If I want to count the total number of records from given hdfs folder, how to do it ?
- How to know how much heap-space necessary to handle this kind of data ?
After new changes
--driver-memory 16g \
--driver-cores 1 \
--num-executors 120 \
--executor-cores 1 \
--executor-memory 768m \
Run successfully results are :
2020-02-12 20:28:56,188 [Driver] WARN com.spark.mypackage.CountRecords - NUMBER OF PARTITIONS AFTER HDFS READ : 77926
+--------------------+-----+
|SPARK_PARTITION_ID()|count|
+--------------------+-----+
| 24354| 94|
| 26425| 96|
| 32414| 64|
| 76143| 32|
| 16861| 32|
| 30903| 64|
| 40335| 32|
| 64121| 64|
| 69042| 32|
| 32539| 64|
| 34759| 32|
| 41575| 32|
| 1591| 64|
| 3050| 98|
| 51772| 32|
+--------------------+-----+
2020-02-12 20:50:32,301 [Driver] WARN com.spark.mypackage.CountRecords - RECORD COUNT: 3999708
Yes. Small files is not only a Spark problem. It causes unnecessary load on your NameNode. You should spend more time compacting and uploading larger files than worrying about OOM when processing small files. The fact that your files are less than 64MB / 128MB, then that's a sign you're using Hadoop poorly.
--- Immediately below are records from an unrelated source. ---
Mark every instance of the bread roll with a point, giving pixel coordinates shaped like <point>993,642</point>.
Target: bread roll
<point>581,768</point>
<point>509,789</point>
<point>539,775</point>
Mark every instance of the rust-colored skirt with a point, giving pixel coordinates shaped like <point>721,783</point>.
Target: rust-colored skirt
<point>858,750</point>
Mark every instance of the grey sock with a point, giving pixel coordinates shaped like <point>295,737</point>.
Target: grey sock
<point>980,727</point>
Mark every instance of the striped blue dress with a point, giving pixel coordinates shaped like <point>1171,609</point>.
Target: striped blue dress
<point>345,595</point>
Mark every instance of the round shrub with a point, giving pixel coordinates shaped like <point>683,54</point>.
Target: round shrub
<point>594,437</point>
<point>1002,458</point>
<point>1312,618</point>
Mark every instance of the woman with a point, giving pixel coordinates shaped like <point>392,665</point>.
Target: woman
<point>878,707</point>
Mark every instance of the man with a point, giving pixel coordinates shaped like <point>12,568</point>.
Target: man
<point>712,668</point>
Something like spark.read("hdfs://path").count()
would read all the files in the path, then count the rows in the Dataframe
There is no hard-set number. You need to enable JMX monitoring on your jobs and see what the heap size is reaching. Otherwise, arbitrarily double the current memory you're giving the job until it starts not getting OOM. If you start approaching more than 8GB, then you need to consider reading less data in each job by adding more parallelization.
FWIW, Kafka Connect can also be used to output partitioned HDFS/S3 paths.